Bila kita sulit untuk memberi, barangkali kita lupa bahwa hidup ini sebuah pemberian.
Namanya sederhana seperti orangnya, Sunarti. Ia sudah bekerja sebagai asisten rumah tangga (ART) di rumah saya kira-kira lima tahun lamanya.
Suatu pagi, sewaktu saya membukakan pintu untuknya, dengan wajah cerah ia berkata, “Mbak Ivon, ini saya bawakan ikan kali goreng untuk Mbak Ivon.”
Saya tersenyum dan berkata, “Terima kasih, Mbak Narti. Ini memang makanan kesukaan saya. Ikan goreng disantap dengan nasi hangat dan sambal sangatlah enak.”
Memang, ibu itu beberapa kali membawakan ikan kali goreng, hasil tangkapan putranya.
Saya lalu bertanya lagi, “Mbak, apa anak-anak Mbak Narti juga ikut makan ikan kali goreng ini?”
“Enggak, Mbak Ivon, semuanya saya berikan untuk Mbak Ivon dan Bapak.”
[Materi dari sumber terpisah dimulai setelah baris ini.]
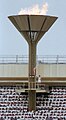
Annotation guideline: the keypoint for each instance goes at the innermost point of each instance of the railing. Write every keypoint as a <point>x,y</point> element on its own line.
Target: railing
<point>40,59</point>
<point>31,86</point>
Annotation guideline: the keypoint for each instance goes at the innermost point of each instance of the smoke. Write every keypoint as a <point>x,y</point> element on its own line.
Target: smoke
<point>35,10</point>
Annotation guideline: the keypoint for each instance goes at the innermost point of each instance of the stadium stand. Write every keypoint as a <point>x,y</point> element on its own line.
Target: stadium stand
<point>14,106</point>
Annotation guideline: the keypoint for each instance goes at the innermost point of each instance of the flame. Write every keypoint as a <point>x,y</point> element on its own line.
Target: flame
<point>35,10</point>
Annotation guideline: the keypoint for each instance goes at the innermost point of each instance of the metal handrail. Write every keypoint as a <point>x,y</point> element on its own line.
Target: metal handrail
<point>40,59</point>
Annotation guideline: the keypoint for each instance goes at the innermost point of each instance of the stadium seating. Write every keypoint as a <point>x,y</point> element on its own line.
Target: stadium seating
<point>14,106</point>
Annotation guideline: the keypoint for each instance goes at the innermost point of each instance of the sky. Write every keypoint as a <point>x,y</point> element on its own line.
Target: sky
<point>12,42</point>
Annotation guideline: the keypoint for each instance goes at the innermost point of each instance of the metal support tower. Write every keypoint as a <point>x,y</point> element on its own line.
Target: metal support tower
<point>32,27</point>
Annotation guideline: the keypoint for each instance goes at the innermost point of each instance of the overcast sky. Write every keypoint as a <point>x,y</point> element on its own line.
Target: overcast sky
<point>53,42</point>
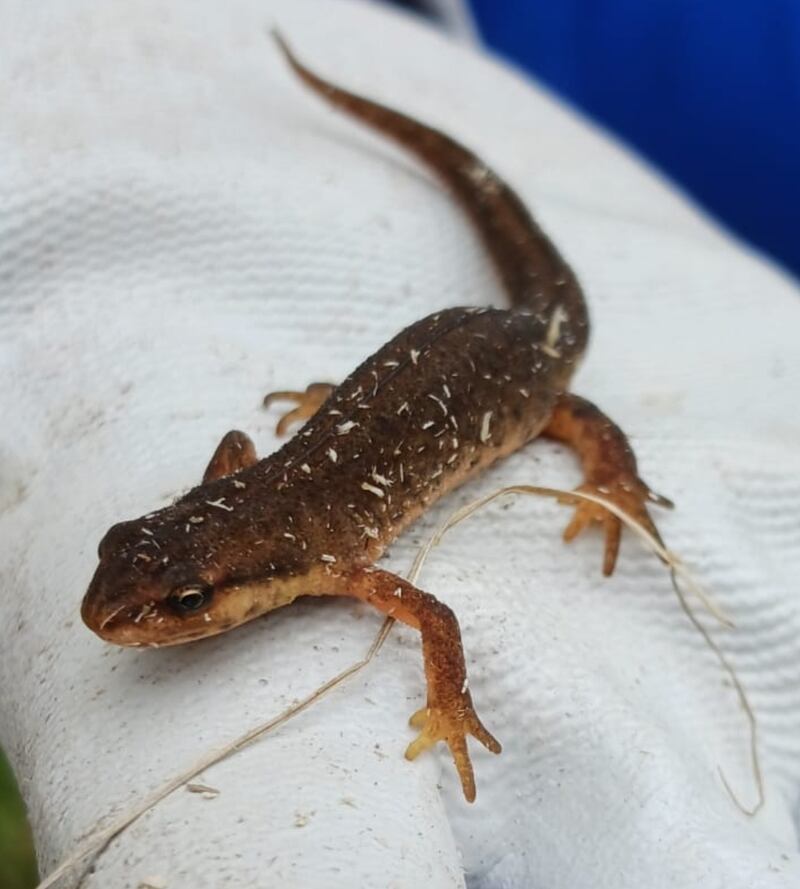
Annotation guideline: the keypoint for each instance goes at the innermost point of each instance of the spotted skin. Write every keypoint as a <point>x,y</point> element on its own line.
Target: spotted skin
<point>438,404</point>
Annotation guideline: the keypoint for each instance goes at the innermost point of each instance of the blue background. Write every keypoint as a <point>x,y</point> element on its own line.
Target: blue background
<point>709,91</point>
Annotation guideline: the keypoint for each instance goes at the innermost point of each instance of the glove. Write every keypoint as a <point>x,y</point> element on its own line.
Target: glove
<point>185,229</point>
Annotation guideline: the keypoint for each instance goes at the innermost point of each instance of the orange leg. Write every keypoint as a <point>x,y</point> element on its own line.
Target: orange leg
<point>449,715</point>
<point>236,451</point>
<point>610,469</point>
<point>308,403</point>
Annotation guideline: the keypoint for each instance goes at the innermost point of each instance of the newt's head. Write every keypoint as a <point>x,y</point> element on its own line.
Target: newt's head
<point>185,572</point>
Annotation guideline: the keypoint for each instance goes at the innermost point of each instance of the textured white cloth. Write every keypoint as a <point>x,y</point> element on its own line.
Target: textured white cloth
<point>183,228</point>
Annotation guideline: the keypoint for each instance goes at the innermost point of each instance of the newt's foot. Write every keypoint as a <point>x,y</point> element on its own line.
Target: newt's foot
<point>452,726</point>
<point>630,495</point>
<point>308,403</point>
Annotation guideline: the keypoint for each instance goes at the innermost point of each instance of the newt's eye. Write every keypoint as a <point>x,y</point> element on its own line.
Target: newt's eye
<point>190,598</point>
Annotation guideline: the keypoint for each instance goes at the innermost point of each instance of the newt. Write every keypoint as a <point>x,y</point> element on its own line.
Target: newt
<point>433,408</point>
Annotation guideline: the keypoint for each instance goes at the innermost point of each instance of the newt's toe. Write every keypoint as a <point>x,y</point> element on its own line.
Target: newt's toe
<point>308,403</point>
<point>628,494</point>
<point>452,726</point>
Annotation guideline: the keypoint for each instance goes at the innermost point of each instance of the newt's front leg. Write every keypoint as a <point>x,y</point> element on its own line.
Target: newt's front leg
<point>449,715</point>
<point>610,468</point>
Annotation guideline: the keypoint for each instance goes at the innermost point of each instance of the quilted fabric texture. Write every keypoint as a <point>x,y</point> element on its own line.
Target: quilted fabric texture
<point>183,228</point>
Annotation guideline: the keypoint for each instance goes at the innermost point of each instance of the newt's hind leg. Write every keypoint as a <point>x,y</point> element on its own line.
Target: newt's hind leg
<point>449,715</point>
<point>236,451</point>
<point>610,468</point>
<point>308,403</point>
Saya terenyak. “Kok ikannya dibawa semua, Mbak? Mengapa tidak disimpan sebagian untuk keluarga Mbak Narti?”
Jawabannya membuat saya termenung, “Saya hanya ingin memberi, Mbak.”
Oh, Mbak Narti, walau hidupmu sederhana bahkan cenderung susah, kau memiliki mutiara yang sangat berharga, yaitu hatimu yang murah hati dan selalu ingin memberi.
Tak hanya ikan kali goreng, kadang ia membawa pula pisang kepok kuning hasil kebunnya. Bukan untuk keluarganya, melainkan untuk keluarga saya.
Kebaikan dan ketulusan hatinya itulah yang membuat wajahnya memancarkan kecantikan sejati, keindahan yang tidak luntur karena usia.
Realitasnya, memberi tak selalu mudah. Saya pernah berpikir, saya yang bekerja giat, tetapi mengapa orang lain yang menikmati hasilnya?
Tuhan membuka mata saya lewat perjumpaan saya dengan seorang tukang becak di perjalanan bersepeda saya.
Mulanya, saya tak memperhatikan tukang becak itu. Hanya memang ia sering tersenyum saat berpapasan dengan saya.
Tukang becak itu memakai kaus bertuliskan “Sugih Ora Nyimpen”.
Kalimat berbahasa Jawa itu mengembalikan pikiran saya yang keliru. Kaya tidak menyimpan atau dengan kata lain orang disebut kaya bila ia tidak menyimpan untuk diri sendiri. Itulah yang dinamakan “kekayaan batin”.
Tukang becak itu bersusah payah mengayuh becaknya sepanjang hari. Lalu, semua kerja kerasnya ia berikan untuk keluarganya. Pemberian menuntut pengorbanan diri dan keinginan melihat orang yang dicintainya bahagia dengan perjuangannya.
Saya mengamati lagi Mbak Narti yang sedang menyapu sambil bersenandung lirih. Wajahnya begitu cerah, damai, walau tanpa perawatan skin care yang mahal.
Apakah pembaca tahu mengapa wajah ART saya itu begitu ceria dan penuh kasih?
Jawabnya adalah hidupnya yang selalu ingin memberi. Memberi membawa kebahagiaan, baik yang diberi maupun yang memberi.
Dengan memberikan sesuatu yang bernilai untuk orang lain, sebenarnya kita menerima yang terbaik dari Tuhan.